Step children nightmare

I have been married for 8 months to a man who has 2 children from a previous marriage. The son is 19, the daughter 13. We have been together for 6 years already and since the day we met, these 2 children have done everything possible to seperate us. I could tell stories that would make your blood run cold as to how far these 2 have gone to split us up, but so far we are still going strong. Their parents had been divorced for 3 years already before I even met him but they still think that if they get rid of me, he will go back to her. We have tried sitting them down and talking things through with them, we have tried various punishments for their appalling behaviour, we have threatened, begged, pleaded, explained till we're blue in the face, nothing helps. My husband has made it clear to them that even if they succeed in getting rid of me he will never ever go back to their mother and told them that no matter what the situation with him and her, he will always love them and be there for them but that had no effect either. The mother aids them terrifically in their quest as she also still believes he will come back if only she can get rid of me and she eggs them on as much as possible and actually puts them up to telling their father that I have done all sorts of things behind his back, to cause trouble between us.

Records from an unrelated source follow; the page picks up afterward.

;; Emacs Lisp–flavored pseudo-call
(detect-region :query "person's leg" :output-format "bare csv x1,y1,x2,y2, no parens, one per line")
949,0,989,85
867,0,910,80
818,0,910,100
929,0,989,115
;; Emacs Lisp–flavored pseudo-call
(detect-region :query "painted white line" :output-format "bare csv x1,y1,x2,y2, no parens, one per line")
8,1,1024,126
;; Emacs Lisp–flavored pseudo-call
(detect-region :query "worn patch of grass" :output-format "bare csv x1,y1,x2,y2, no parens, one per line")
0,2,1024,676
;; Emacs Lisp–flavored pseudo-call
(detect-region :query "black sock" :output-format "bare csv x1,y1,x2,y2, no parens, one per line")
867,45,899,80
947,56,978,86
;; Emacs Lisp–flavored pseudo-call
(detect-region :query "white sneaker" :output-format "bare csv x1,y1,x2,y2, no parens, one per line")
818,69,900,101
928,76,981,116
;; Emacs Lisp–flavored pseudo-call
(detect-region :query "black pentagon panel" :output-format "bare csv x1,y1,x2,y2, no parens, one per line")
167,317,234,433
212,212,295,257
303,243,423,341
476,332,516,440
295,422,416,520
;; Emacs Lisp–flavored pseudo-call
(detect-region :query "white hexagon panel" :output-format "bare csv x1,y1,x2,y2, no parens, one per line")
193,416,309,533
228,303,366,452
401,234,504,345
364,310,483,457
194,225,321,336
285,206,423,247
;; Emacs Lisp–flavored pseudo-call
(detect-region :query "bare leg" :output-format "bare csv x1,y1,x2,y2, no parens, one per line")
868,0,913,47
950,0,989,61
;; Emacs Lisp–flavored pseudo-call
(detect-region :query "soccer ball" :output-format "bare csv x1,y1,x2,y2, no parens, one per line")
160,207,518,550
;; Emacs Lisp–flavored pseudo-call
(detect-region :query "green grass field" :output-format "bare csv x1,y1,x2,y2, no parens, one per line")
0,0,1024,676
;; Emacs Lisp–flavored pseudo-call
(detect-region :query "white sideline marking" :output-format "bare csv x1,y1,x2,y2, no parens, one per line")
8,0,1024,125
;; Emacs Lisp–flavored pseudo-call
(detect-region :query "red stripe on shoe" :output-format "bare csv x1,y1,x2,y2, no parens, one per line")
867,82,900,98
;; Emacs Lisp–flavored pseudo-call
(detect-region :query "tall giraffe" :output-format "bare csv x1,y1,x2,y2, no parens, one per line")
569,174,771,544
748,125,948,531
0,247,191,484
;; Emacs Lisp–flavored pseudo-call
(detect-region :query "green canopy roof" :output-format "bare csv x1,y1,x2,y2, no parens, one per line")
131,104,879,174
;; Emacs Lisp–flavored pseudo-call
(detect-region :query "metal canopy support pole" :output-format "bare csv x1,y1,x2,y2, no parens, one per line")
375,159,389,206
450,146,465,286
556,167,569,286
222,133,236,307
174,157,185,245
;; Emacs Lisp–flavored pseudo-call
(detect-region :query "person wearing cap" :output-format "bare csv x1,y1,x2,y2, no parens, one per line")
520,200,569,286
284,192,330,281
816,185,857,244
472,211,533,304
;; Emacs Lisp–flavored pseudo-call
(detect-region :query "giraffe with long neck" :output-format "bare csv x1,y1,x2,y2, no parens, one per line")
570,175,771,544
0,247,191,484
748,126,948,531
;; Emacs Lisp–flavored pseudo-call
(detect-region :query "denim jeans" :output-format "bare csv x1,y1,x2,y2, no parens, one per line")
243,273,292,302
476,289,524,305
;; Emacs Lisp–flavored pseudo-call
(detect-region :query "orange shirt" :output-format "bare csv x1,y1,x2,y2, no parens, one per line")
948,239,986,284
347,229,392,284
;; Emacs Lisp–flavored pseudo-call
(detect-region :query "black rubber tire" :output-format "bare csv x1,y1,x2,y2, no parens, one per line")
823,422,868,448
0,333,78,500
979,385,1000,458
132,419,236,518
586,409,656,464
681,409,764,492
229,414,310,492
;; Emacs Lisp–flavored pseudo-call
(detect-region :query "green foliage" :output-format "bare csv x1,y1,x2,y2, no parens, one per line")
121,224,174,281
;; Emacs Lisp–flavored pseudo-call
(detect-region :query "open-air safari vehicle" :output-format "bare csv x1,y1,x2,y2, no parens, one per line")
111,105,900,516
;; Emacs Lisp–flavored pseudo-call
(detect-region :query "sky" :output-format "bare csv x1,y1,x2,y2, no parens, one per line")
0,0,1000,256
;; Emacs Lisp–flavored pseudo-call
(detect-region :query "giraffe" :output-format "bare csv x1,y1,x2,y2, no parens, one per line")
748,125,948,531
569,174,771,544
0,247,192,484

Luckily (??) he has been through this with her before and knows better than to listen to anything she says or does.

Now the mother is having serious health problems and may be borded from work and has decided that she cant take care of her daughter anymore and wants her to come live with her father.

How do I handle this? I am afraid that the pressure of having this child between us everyday will put too much strain on our marriage and I dont know if we could handle it.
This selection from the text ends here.